Let’s back it up a bit and look at how the creation tends to progress. This is a good spot to introduce Ra’s concept of the “densities”. Like light itself, the creation, the One Life, manifests through a range of vibratory patterns. Each vibratory range produces corresponding levels of consciousness and particular evolutionary dynamics. This “octave” we currently find ourselves within is composed of seven densities (with the seventh leading into the next octave, and so on, probably ad infinitum):
First Density: The elements: Fire, Water, Air, Earth. In the early stages of our planet’s becoming, when it was spiraling through first density, it was a cauldron of elemental activity which eventually gave birth to…
Second Density: Growing things. Single celled organisms on up to plants and animals. Characterized by growth, the reaching upward to the light.
And then there’s the Third Density: Self-aware beings. (Oh crap!) Something else happens here: a veiling. For the first time, the innate knowing of deep connection with all that is is lost, forgotten. The polarity of self and other is accentuated. A sense of individuality and separateness works in dynamic tension with the need to function as a group. The experience is intense.
This is where we come in. According to Ra (who is a sixth density social memory complex, if you were curious), we are nearing the end of the third density cycle on this planet. The planet itself cycles through the densities with clockwork precision, and it’s transitioning out of a 75,000 year long third-density vibration into Fourth Density.
More about Fourth Density to come, but before we go there, let’s add that the whole point of the third-density experience is to produce beings with a strong polarity toward one of two orientations: service to self, or service to other. The Third Density cycle culminates in a “harvest”. Beings who have polarized sufficiently, in one direction or another, can move on into the Fourth Density experience. The rest, who fall into what Ra calls the “sinkhole of indifference” (apparently most of the homo sapiens on the planet) will repeat the Third Density cycle. I don’t think that’s a problem from Ra’s point of view, but for those of us who have been slogging away through the Third Density for awhile, it could be construed as one.

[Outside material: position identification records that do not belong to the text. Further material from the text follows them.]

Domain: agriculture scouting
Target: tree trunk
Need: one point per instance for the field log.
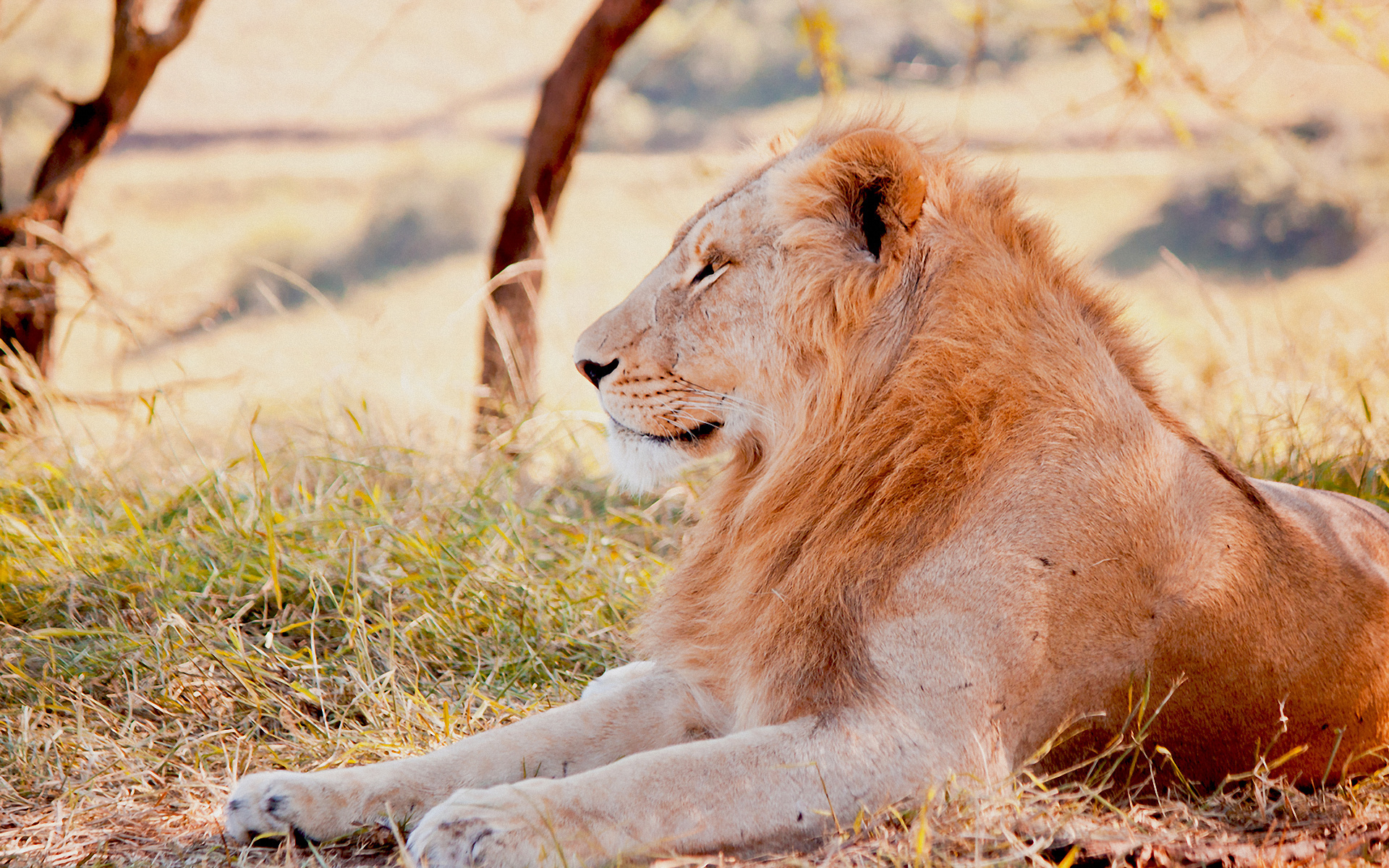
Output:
(509, 338)
(28, 295)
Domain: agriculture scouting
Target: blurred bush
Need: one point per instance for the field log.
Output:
(1268, 211)
(697, 60)
(416, 218)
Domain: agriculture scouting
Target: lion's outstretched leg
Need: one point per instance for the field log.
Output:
(753, 789)
(635, 710)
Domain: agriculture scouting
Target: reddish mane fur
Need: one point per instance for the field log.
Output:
(924, 375)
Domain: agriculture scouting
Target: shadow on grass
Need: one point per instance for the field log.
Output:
(1226, 228)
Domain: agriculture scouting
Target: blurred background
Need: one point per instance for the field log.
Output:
(1221, 163)
(245, 525)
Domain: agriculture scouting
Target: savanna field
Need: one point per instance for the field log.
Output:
(243, 528)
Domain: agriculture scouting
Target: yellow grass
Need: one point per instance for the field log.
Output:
(271, 546)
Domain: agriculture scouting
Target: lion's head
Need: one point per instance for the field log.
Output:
(732, 335)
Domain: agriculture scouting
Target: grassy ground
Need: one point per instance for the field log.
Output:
(261, 545)
(341, 590)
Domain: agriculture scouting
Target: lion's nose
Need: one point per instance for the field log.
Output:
(593, 371)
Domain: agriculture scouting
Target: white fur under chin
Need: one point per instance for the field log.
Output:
(641, 464)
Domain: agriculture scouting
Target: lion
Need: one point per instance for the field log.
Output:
(953, 519)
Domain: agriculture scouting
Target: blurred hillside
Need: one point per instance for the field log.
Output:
(367, 149)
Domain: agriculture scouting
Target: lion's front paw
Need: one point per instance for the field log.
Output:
(498, 828)
(273, 804)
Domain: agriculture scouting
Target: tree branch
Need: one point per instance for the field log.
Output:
(555, 139)
(96, 125)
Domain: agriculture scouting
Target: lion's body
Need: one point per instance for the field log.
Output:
(955, 520)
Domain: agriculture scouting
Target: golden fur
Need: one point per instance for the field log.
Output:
(955, 519)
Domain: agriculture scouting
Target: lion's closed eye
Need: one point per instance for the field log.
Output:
(708, 276)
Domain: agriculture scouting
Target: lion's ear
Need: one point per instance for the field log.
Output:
(877, 179)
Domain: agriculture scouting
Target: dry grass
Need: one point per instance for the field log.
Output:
(332, 600)
(347, 590)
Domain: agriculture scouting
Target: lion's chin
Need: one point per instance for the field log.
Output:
(642, 464)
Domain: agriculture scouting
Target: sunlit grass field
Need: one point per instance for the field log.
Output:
(267, 540)
(347, 590)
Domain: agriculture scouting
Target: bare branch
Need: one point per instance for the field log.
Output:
(555, 139)
(96, 125)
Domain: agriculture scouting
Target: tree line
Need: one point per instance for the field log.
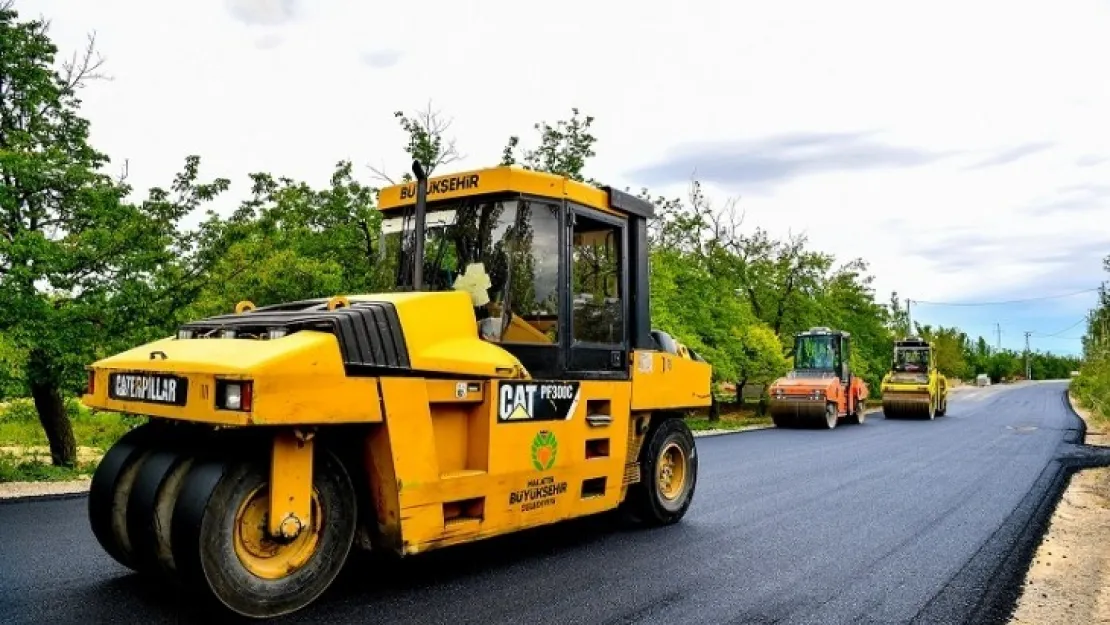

So the problem then, from the relative point of view (perhaps we could rephrase it as a “challenge”) is to utilize the dynamic tension of this density with all its struggles between light and dark, positive and negative, male and female, etc., to polarize sufficiently to “graduate” to the next stage of development.
What constitutes sufficient polarization? To polarize sufficiently toward the positive, one needs to be concerned with others’ welfare 51% of the time (with a modus operandi of merging and serving). To polarize sufficiently toward the negative, one needs to be dedicated to the self’s welfare 95% of the time (with a modus operandi of separation and control).
Why is the negative path so much more difficult a path to attain harvestability upon than the positive? Don Elkins asked Ra the same question:
This is due to a distortion of the Law of One which indicates that the gateway to intelligent infinity be a gateway at the end of a strait and narrow path as you may call it. To attain fifty-one percent dedication to the welfare of other-selves is as difficult as attaining a grade of five percent dedication to other-selves. The, shall we say, sinkhole of indifference is between those two.
In summary then, there’s no problem if you’re alright where you’re at. On the other hand, if you’re feeling somewhat dissatisfied, whether with the state of the world or with your own experience, then you’ve probably got some inner compulsion to move, to reach out, to seek for something more. Ra might call it “seeking the Creator”.